On October 6, Federal Communications Commission (FCC) Chairman Tom Wheeler outlined proposed rules to protect broadband consumers’ privacy. The proposed rules would apply to internet service providers (ISPs) and cover data collection, usage, security, and breach notification.

If this proposed plan is adopted, ISPs would need to notify their consumers about the types of data being collected, when and how collected consumer data can be shared. ISPs would also be required to adopt reasonable measures to protect consumer data from data breaches and other vulnerabilities.

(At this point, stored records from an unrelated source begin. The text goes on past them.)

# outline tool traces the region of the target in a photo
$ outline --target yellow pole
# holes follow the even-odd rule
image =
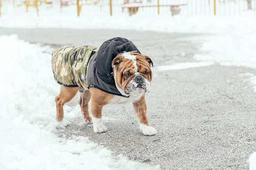
[[[109,0],[109,7],[110,8],[110,16],[112,16],[112,0]]]
[[[214,4],[213,5],[214,7],[214,15],[216,15],[216,0],[213,0],[214,2]]]
[[[36,8],[38,17],[38,0],[35,0],[35,6]]]
[[[26,0],[26,11],[27,12],[28,12],[29,11],[29,0]]]
[[[76,6],[77,6],[77,16],[80,15],[80,7],[79,6],[79,0],[76,0]]]
[[[160,9],[159,8],[159,0],[157,0],[157,14],[160,14]]]

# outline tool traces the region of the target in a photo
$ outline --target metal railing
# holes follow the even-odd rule
[[[1,7],[3,8],[0,0]],[[133,16],[233,15],[256,9],[256,0],[9,0],[14,7],[23,5],[26,11],[35,8],[37,15],[43,6],[61,9],[73,8],[77,15]],[[20,5],[15,6],[15,0]],[[18,7],[17,7],[17,6]],[[56,10],[56,8],[54,9]],[[53,9],[52,9],[53,10]],[[3,12],[3,11],[2,11]]]

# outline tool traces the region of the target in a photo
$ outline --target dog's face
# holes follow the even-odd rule
[[[127,52],[112,61],[116,85],[124,96],[149,92],[152,80],[151,59],[145,55]]]

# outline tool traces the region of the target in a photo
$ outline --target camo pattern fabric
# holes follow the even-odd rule
[[[86,72],[89,58],[92,52],[97,52],[99,48],[87,45],[64,48],[53,51],[52,68],[55,81],[64,86],[87,89]]]

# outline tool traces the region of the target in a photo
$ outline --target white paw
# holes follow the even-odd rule
[[[95,126],[93,125],[93,130],[95,133],[103,133],[106,132],[108,130],[107,127],[104,125],[101,126]]]
[[[157,133],[154,128],[141,123],[140,124],[140,129],[145,136],[154,135]]]
[[[107,127],[103,125],[102,118],[96,118],[93,116],[93,130],[95,133],[102,133],[108,130]]]

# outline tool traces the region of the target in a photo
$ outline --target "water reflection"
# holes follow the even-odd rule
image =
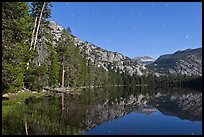
[[[201,134],[201,91],[153,87],[86,89],[79,95],[64,95],[63,113],[61,105],[60,94],[37,99],[18,108],[17,115],[6,117],[3,129],[7,134],[25,134],[26,117],[29,135]]]
[[[78,126],[80,131],[85,132],[131,112],[151,114],[157,110],[164,115],[184,120],[202,120],[201,92],[187,89],[123,88],[95,89],[91,92],[85,90],[76,97],[67,97],[67,124],[74,124],[72,126]]]

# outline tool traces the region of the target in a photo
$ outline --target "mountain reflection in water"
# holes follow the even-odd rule
[[[75,100],[77,101],[75,102]],[[160,128],[155,129],[156,131],[150,133],[146,131],[143,134],[201,134],[201,92],[177,88],[150,90],[147,87],[138,87],[135,90],[131,90],[125,88],[121,89],[121,87],[118,87],[106,90],[95,89],[92,92],[83,91],[82,94],[78,95],[77,97],[68,97],[67,101],[68,115],[66,116],[66,118],[71,118],[69,119],[69,121],[67,121],[67,124],[75,123],[74,125],[78,125],[78,128],[80,128],[82,134],[92,134],[91,129],[95,127],[97,128],[98,126],[100,127],[101,125],[106,125],[107,122],[111,123],[114,120],[123,119],[123,117],[132,114],[132,112],[134,112],[135,114],[145,114],[145,118],[143,119],[144,121],[145,119],[148,119],[148,115],[151,115],[155,112],[157,114],[159,113],[160,117],[162,117],[163,115],[176,116],[176,118],[178,118],[180,121],[177,120],[177,122],[174,123],[175,125],[183,120],[190,121],[190,126],[192,127],[194,124],[198,123],[197,127],[195,127],[198,129],[198,131],[195,131],[195,128],[188,129],[186,127],[183,127],[184,129],[171,129],[172,131],[170,133],[163,133],[162,130],[164,129],[162,126],[166,126],[164,123],[164,125],[160,125]],[[83,118],[79,120],[77,118],[77,115],[83,115]],[[77,122],[73,119],[78,119],[79,121]],[[142,125],[144,125],[144,121],[141,121]],[[186,125],[186,123],[183,124]],[[124,125],[126,125],[126,127],[123,127]],[[129,123],[124,121],[117,126],[121,126],[124,128],[124,130],[126,130],[126,132],[124,132],[123,134],[129,134],[128,131],[133,129],[131,129],[131,127],[129,127],[128,125]],[[116,125],[113,125],[113,129],[115,127]],[[144,128],[147,130],[151,129],[152,127],[146,124]],[[187,131],[187,129],[188,132],[191,132],[191,130],[192,132],[184,132]],[[178,130],[180,130],[181,132],[179,132]],[[109,134],[109,132],[106,133],[104,131],[103,133],[101,133],[101,131],[98,131],[94,134]],[[119,134],[120,131],[115,131],[112,133]],[[137,133],[139,134],[140,132],[132,132],[132,134]]]

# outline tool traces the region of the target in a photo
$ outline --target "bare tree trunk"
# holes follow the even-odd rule
[[[32,49],[32,46],[33,46],[33,41],[34,41],[34,37],[35,37],[35,28],[36,28],[37,19],[38,19],[38,17],[35,18],[35,24],[34,24],[34,28],[33,28],[32,39],[31,39],[31,44],[30,44],[30,49],[29,49],[29,51]]]
[[[37,27],[37,31],[36,31],[36,35],[35,35],[34,50],[35,50],[35,45],[36,45],[37,38],[38,38],[38,31],[39,31],[39,28],[40,28],[40,22],[41,22],[41,18],[42,18],[42,13],[43,13],[44,7],[45,7],[45,2],[43,4],[43,7],[42,7],[42,10],[41,10],[41,13],[40,13],[40,17],[39,17],[39,20],[38,20],[38,27]]]

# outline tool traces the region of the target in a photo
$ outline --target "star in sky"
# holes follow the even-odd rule
[[[188,37],[189,37],[189,34],[186,35],[186,39],[188,39]]]

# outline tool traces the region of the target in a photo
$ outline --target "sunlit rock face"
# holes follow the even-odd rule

A big unanswered question is what to do with all the sensitive information collected. This is information related to everything from geo-location, children, money, health and app usage to browsing history, and communications content. A key requirement for sensitive info is that ISPs would have to obtain affirmative “opt-in” consent from consumers before using or sharing such information. However, for non-sensitive data ISPs would only have to offer consumers the ability to “opt-out”  before using or sharing that information.

Please refer to Chairman Wheeler’s factsheet, Chairman Wheeler states that the proposed rules of ISPs are in line with the FCC’s regulation of other telecommunication carriers, and points to the FCC’s regulation of telephone companies’ usage of consumer call information as precedent.

Interesting stuff. We will be following this as it develops over time.

 The FCC will consider the proposed rules on October 27, 2016.